At the conclusion of a non-jury trial, Jermaine Jackson was convicted of criminal neglect of a vulnerable adult, in violation of D.C.Code § 22-934 (2009 Supp.). He challenges the legal sufficiency of the evidence. Viewing the facts in the light most favorable to the government, we find *797 that there was sufficient evidence to support his conviction and affirm.

I.

The complainant, an individual with severe mental retardation, lived as a resident in an assisted living group home located in Washington, D.C., where appellant was employed as a caregiver. Appellant’s supervisor, Brenda Biggs-Jones, testified that on April 14, 2006, she observed scratches on the complainant’s neck, marks behind his ears, bruises on his face and the side of his body, and scratches on his back. Tiffany Baltimore, another caregiver at the group home, testified that later that day she observed red scratch marks on the complainant, approximately three to four inches long. After the complainant told caregivers at the home that appellant beat him up, he was taken to a hospital. Jonathan Rich, a patient abuse coordinator for the D.C. Office of the Inspector General, Medicaid Fraud Unit, met with the complainant at the hospital and observed that he had a bruise on the side of his face, abrasion marks under his ear, and scratch marks on his back.
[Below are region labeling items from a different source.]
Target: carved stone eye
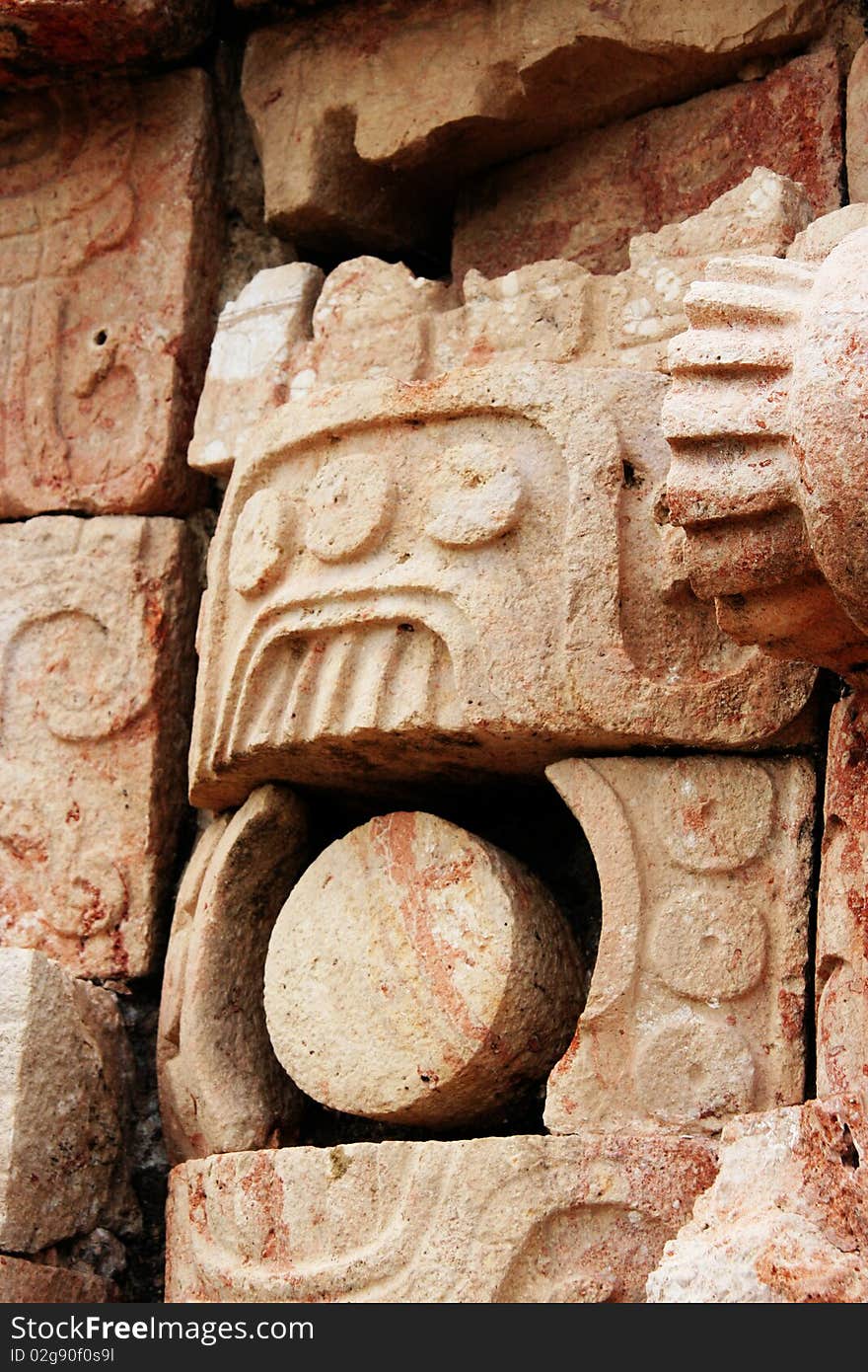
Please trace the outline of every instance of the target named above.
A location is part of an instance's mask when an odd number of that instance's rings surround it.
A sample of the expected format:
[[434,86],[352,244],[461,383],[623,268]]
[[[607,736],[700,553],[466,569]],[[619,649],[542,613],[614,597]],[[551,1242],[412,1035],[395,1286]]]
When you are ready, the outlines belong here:
[[295,506],[285,491],[255,491],[239,516],[229,553],[229,584],[240,595],[259,595],[277,578],[289,553]]
[[431,501],[428,534],[447,547],[476,547],[507,534],[524,505],[521,476],[513,460],[483,440],[448,449],[442,480]]
[[341,453],[320,468],[307,493],[307,546],[322,563],[373,552],[395,509],[394,483],[376,453]]

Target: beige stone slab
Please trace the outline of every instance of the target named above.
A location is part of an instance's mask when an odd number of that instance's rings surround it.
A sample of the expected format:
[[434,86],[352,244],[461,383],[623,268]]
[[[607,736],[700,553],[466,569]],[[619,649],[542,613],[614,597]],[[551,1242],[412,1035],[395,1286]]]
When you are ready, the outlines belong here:
[[[273,310],[241,309],[241,299],[237,344],[236,306],[224,317],[230,329],[225,346],[222,325],[218,329],[191,461],[204,469],[208,460],[225,462],[219,446],[210,445],[225,438],[230,409],[247,424],[254,418],[255,387],[245,394],[239,379],[225,390],[222,380],[241,357],[280,357],[282,375],[270,397],[262,387],[261,414],[281,395],[293,399],[315,387],[384,376],[431,380],[494,361],[665,370],[666,344],[687,324],[683,296],[709,259],[721,252],[783,257],[809,220],[805,191],[757,167],[701,213],[634,237],[629,268],[614,276],[594,276],[576,262],[554,259],[494,280],[472,270],[459,288],[413,276],[403,263],[352,258],[326,277],[310,316],[296,313],[280,277],[263,277],[250,287],[250,296],[259,302],[270,291]],[[295,346],[276,354],[284,329]]]
[[115,997],[0,948],[0,1247],[129,1228],[132,1055]]
[[830,10],[380,0],[262,29],[243,93],[266,214],[302,251],[406,247],[431,233],[459,178],[732,80],[749,59],[798,47]]
[[0,516],[184,513],[219,274],[207,77],[0,100]]
[[853,1098],[732,1121],[721,1136],[720,1176],[666,1243],[649,1301],[868,1301],[867,1148]]
[[0,86],[182,58],[211,12],[213,0],[4,0]]
[[97,1305],[117,1299],[114,1283],[0,1253],[0,1305]]
[[639,1301],[716,1172],[690,1139],[225,1154],[171,1173],[166,1298]]
[[418,812],[329,844],[265,965],[269,1034],[296,1085],[332,1110],[428,1129],[524,1104],[583,1000],[579,949],[543,884]]
[[311,331],[322,272],[307,262],[258,272],[224,306],[211,343],[188,461],[225,475],[239,442],[289,399],[289,377]]
[[817,1092],[868,1087],[868,715],[835,705],[817,896]]
[[868,200],[868,43],[847,77],[847,192],[853,202]]
[[732,648],[655,519],[665,384],[479,368],[313,391],[252,431],[210,552],[193,803],[790,724],[813,672]]
[[714,1133],[798,1102],[812,767],[606,757],[547,775],[591,845],[603,907],[547,1126]]
[[[472,178],[459,200],[453,274],[496,277],[566,258],[595,273],[629,262],[629,239],[684,220],[771,167],[815,214],[841,204],[841,74],[830,49],[686,104],[653,110]],[[850,187],[850,198],[853,195]],[[723,251],[723,246],[719,251]]]
[[304,809],[255,790],[202,834],[181,882],[156,1044],[170,1162],[292,1137],[302,1100],[272,1050],[262,1006],[269,936],[302,868]]
[[184,814],[199,569],[170,519],[0,528],[0,943],[148,971]]

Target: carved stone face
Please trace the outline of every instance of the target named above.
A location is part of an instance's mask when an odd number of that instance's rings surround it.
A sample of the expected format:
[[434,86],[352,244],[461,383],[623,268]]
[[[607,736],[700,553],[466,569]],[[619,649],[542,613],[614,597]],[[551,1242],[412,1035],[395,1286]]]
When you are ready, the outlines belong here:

Appellant testified there was an altercation on the evening of April 13, but that the complainant provoked it and also that he notified his co-workers at the group home, and attempted to notify a supervisor. The government presented two rebuttal witnesses, a nurse at the home and another caregiver, both of whom were on duty the evening of April 13, who testified that they were not told by appellant about the altercation and did not learn about it until the next day. Photographs presented at trial showed the injuries sustained by complainant were severe abrasions which were easily noticeable by a lay person. The government presented evidence that appellant did not perform his duties as required by Ca-reco, the organization that operates the group home. Appellant’s supervisor testified that he was not contacted by appellant on the evening of April 13. The nurse testified that he was not aware of and, contrary to appellant’s testimony, did not treat the complainant’s injuries on April 13. Appellant testified that he wrote a summary of the events that evening, which he intended to discuss with his supervisor in order to learn how best to write an incident report. The government presented evidence that appellant attended training sessions and received specific instructions regarding interactions with volatile patients, and that such instructions included contacting his supervisor immediately and filing an incident report within twenty-four hours.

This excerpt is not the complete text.